When humans dimly see, through the veil revealing scientific information, and understand what God has created, His invisible qualities are more clearly seen. Immanent mechanisms for healing to explain speedy and “miraculous” recoveries become more fully understood. Faith in healing, that we can choose, implements interaction of God’s assistance with our immanent biological healing processes.

His Transcendence—More information For Miracles

Life’s Immanent Healing Ability

            Human beings’ immanent healing mechanisms enable spontaneous recovery for most diseases or ailments. Sometimes this “self-cure” is triggered by an outside influence called a placebo, resulting in the placebo phenomenon.2 Often self-cure is not possible without such an outside influence. Placebo medication is an inert and ineffective substance believed by the user to be an effective drug. “A placebo effect is a change in a patient’s illness attributable to the symbolic import of a treatment rather than a specific pharmacologic or physiologic property.”3 A medical authority, recently quoted in the British Medical Journal, described placebos as the “most effective medication known to science, subjected to more clinical trials than any other medicament yet nearly always doing better than anticipated. The range of susceptible conditions appears to be limitless.”4 Over the centuries, medical treatments for many diseases were not failures. Their success may be explained by the conclusion: “medicine, until the most recent periods, has been merely a ‘placebo effect.’”5

            Healing successes are also documented following different nontraditional therapeutic approaches that are described as holistic, complementary, alternative and spiritual. Their successes result from placebo responses where therapy can change peoples’ beliefs—a mind-body therapy. No one who heals, by traditional or nontraditional means, ever attributes healing to a placebo response. Their healing powers are always claimed to be in the unique techniques or spiritual powers that the healers employ.

Vision for Healing

 The placebo phenomenon shows that a person’s beliefs and information generate expectancies on disease outcomes. Expectancies ranging from hope to despair act on the immanent healing processes. Positive expectancies are based on peoples’ experiences that they recover spontaneously from most illnesses. Hope is essential for healing and placebos give people a basis for hope. A placebo given with no other treatment is a “hope only” treatment. Placebos bring no healing to people without hope and mired in despair. God’s wisdom tells us that “Where there is no vision people perish.” (Proverbs 29:18 KJV)

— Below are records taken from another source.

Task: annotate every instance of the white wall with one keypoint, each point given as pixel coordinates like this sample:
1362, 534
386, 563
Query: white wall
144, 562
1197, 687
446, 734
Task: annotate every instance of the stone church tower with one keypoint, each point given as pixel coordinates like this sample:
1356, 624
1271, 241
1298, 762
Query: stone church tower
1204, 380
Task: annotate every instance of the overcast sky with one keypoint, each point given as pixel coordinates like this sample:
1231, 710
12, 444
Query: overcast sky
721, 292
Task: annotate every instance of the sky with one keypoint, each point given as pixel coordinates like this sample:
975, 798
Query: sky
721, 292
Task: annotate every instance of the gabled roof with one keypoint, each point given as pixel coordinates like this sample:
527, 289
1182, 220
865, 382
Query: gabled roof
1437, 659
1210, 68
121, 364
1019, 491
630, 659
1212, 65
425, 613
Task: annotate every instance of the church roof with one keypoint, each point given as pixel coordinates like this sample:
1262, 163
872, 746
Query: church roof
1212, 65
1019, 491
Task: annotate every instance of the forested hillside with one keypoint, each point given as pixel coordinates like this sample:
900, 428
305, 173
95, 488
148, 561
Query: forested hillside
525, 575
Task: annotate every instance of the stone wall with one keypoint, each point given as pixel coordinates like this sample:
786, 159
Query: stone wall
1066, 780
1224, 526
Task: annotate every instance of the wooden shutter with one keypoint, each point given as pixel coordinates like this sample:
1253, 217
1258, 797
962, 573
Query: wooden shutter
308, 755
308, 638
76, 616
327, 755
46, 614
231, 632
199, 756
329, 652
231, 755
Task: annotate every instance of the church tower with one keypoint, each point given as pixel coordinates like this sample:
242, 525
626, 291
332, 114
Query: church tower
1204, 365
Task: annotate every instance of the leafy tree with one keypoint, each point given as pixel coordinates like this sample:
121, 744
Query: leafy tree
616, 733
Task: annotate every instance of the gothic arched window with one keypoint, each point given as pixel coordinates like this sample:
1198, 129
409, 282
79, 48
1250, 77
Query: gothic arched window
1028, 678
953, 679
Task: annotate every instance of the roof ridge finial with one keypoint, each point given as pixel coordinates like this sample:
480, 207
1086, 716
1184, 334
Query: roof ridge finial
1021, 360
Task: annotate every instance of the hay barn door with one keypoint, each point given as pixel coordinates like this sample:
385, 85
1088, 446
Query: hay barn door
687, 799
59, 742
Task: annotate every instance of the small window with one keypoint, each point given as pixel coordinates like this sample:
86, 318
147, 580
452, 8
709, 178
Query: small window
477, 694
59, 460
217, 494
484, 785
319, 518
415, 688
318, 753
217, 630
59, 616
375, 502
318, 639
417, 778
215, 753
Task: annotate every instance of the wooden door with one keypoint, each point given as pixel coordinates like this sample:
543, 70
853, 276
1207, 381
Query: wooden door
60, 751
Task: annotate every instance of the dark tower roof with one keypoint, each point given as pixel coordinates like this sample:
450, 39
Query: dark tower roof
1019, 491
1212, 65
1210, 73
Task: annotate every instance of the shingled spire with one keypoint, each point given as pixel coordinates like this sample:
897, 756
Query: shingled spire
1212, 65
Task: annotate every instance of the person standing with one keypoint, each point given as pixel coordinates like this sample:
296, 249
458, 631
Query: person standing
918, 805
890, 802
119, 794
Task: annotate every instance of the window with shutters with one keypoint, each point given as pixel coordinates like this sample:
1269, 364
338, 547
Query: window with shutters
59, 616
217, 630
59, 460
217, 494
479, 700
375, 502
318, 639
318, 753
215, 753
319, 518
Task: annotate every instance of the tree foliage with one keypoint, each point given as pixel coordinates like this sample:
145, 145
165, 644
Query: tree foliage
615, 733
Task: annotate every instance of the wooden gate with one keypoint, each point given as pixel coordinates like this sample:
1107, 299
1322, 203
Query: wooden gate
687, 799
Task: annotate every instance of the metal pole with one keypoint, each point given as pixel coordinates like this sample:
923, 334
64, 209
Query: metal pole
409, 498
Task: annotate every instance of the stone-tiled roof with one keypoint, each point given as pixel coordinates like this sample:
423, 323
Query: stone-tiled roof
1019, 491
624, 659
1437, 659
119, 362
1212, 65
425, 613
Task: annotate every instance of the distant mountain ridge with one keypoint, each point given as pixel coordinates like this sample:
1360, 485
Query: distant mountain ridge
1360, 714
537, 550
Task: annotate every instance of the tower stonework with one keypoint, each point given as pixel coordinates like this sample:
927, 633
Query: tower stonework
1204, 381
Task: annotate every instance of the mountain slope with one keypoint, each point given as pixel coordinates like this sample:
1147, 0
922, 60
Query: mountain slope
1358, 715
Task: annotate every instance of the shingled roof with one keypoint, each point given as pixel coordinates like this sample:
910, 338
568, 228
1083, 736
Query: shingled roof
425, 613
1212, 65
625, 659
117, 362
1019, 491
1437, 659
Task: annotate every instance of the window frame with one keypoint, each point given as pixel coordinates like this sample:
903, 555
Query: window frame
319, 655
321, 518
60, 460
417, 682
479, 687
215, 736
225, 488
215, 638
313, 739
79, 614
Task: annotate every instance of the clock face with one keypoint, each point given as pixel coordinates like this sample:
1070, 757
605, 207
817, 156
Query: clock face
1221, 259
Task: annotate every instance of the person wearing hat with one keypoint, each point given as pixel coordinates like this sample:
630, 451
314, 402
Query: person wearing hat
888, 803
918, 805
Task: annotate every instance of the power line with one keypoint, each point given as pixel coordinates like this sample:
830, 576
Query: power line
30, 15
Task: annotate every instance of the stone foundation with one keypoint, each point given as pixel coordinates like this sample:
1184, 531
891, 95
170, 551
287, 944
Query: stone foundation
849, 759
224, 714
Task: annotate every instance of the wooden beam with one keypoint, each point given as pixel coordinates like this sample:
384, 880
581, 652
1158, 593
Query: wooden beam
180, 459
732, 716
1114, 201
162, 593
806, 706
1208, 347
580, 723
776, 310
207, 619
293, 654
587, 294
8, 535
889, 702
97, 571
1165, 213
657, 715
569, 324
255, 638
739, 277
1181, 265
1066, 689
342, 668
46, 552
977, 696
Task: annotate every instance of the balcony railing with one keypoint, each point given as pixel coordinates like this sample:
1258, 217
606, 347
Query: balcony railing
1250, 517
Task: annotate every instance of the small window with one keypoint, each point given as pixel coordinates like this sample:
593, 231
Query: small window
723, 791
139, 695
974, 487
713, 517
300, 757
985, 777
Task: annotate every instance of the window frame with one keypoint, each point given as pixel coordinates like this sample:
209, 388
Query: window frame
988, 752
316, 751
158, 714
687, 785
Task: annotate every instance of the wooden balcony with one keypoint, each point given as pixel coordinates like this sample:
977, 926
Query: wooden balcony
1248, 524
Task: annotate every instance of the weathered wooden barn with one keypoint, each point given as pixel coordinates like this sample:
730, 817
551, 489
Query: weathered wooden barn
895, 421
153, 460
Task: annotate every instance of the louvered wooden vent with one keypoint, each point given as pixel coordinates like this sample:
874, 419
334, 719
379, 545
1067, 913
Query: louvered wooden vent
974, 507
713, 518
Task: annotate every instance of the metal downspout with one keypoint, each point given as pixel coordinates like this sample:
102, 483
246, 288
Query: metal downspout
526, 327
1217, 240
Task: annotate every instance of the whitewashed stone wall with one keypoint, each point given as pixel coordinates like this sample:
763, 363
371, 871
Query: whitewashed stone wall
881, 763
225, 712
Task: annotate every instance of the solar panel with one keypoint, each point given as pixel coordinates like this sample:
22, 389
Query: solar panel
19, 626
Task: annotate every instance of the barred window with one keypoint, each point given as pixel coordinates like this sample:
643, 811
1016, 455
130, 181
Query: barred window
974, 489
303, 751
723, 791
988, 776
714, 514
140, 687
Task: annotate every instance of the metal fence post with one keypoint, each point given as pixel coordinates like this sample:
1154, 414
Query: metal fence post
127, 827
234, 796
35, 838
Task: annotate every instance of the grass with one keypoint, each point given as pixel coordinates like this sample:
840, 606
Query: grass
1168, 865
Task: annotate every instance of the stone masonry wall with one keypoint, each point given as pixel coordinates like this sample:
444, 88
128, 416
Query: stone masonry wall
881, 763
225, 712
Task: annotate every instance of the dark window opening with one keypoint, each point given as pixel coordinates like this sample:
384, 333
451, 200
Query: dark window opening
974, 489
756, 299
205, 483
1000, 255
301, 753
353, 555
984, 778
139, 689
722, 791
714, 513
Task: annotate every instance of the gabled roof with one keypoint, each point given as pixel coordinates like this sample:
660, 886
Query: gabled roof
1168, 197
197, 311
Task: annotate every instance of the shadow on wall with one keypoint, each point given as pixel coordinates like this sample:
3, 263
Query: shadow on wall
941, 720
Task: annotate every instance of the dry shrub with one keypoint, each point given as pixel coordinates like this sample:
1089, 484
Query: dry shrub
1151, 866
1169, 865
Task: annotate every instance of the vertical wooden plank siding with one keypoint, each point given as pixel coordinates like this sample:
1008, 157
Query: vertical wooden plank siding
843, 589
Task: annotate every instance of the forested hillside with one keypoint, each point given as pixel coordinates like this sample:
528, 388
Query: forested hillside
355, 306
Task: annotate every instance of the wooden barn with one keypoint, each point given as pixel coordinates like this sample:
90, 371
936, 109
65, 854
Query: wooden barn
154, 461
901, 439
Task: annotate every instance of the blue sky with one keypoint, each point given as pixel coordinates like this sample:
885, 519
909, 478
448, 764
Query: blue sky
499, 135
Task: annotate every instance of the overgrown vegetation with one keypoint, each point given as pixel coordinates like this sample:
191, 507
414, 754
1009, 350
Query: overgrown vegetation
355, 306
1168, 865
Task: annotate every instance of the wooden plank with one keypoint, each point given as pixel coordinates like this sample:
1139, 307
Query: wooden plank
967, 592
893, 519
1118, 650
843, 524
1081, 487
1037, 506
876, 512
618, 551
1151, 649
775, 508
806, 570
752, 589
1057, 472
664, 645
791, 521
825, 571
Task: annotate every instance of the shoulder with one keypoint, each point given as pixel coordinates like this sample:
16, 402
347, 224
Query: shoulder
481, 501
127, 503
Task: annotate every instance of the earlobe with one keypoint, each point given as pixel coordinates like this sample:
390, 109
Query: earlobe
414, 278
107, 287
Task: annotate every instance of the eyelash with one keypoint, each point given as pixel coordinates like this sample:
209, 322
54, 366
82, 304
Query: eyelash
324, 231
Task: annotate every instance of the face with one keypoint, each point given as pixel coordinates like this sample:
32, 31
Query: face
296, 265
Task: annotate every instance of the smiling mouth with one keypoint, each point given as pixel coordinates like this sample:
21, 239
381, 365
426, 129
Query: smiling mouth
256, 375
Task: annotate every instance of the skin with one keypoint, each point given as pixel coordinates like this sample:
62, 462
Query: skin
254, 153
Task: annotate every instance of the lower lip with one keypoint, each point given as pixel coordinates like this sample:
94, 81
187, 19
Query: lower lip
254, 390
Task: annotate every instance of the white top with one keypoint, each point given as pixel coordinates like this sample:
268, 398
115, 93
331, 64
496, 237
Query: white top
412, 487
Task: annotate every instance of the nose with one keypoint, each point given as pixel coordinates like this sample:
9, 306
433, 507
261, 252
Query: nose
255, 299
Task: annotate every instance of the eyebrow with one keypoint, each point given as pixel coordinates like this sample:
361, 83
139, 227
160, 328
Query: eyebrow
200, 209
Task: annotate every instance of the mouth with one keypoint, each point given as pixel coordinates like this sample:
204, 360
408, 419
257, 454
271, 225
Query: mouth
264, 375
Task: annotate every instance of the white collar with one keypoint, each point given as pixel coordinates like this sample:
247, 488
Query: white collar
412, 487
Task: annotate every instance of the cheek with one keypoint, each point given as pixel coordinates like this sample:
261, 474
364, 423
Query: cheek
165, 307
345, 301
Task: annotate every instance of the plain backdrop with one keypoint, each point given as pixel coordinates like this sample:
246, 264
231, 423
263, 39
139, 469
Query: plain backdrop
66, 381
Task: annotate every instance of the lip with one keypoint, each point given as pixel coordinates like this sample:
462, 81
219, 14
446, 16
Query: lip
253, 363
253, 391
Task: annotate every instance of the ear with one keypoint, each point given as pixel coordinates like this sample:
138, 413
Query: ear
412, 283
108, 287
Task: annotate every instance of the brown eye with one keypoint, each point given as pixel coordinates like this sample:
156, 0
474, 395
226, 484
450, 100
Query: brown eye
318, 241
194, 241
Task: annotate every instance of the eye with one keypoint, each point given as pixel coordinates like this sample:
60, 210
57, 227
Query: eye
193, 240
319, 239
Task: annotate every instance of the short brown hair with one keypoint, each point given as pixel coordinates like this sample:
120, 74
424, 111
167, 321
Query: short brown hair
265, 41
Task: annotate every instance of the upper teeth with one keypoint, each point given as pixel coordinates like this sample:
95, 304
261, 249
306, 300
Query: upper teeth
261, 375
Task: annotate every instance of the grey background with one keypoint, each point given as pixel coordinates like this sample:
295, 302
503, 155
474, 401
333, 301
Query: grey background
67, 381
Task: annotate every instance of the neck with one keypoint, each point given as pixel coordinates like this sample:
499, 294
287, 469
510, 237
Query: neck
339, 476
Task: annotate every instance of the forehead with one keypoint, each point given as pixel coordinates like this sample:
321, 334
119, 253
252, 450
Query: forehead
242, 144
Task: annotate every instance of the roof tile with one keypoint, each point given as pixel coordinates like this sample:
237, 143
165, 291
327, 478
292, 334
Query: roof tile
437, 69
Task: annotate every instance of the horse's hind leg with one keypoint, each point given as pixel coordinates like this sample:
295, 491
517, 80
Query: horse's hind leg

Faith is essential for a placebo to be effective—faith in an external authority. Some Christians believe modern medicine’s dogma that only scientific knowledge, medical and surgical procedures, and drugs can heal. They decline anything resembling faith healing; they have no vision to seek the Lord’s assistance. They shun unusual non-traditional healing approaches and stay in the good graces of physicians who do not believe that mental events can direct physical events, that faith can “heal.” The placebo phenomenon embarrasses modern doctors, especially when it shows they have little control over healing processes. Admission that one cannot manage alone (giving up control) leads one to trust in the divine assistance that is available for our immanent healing processes.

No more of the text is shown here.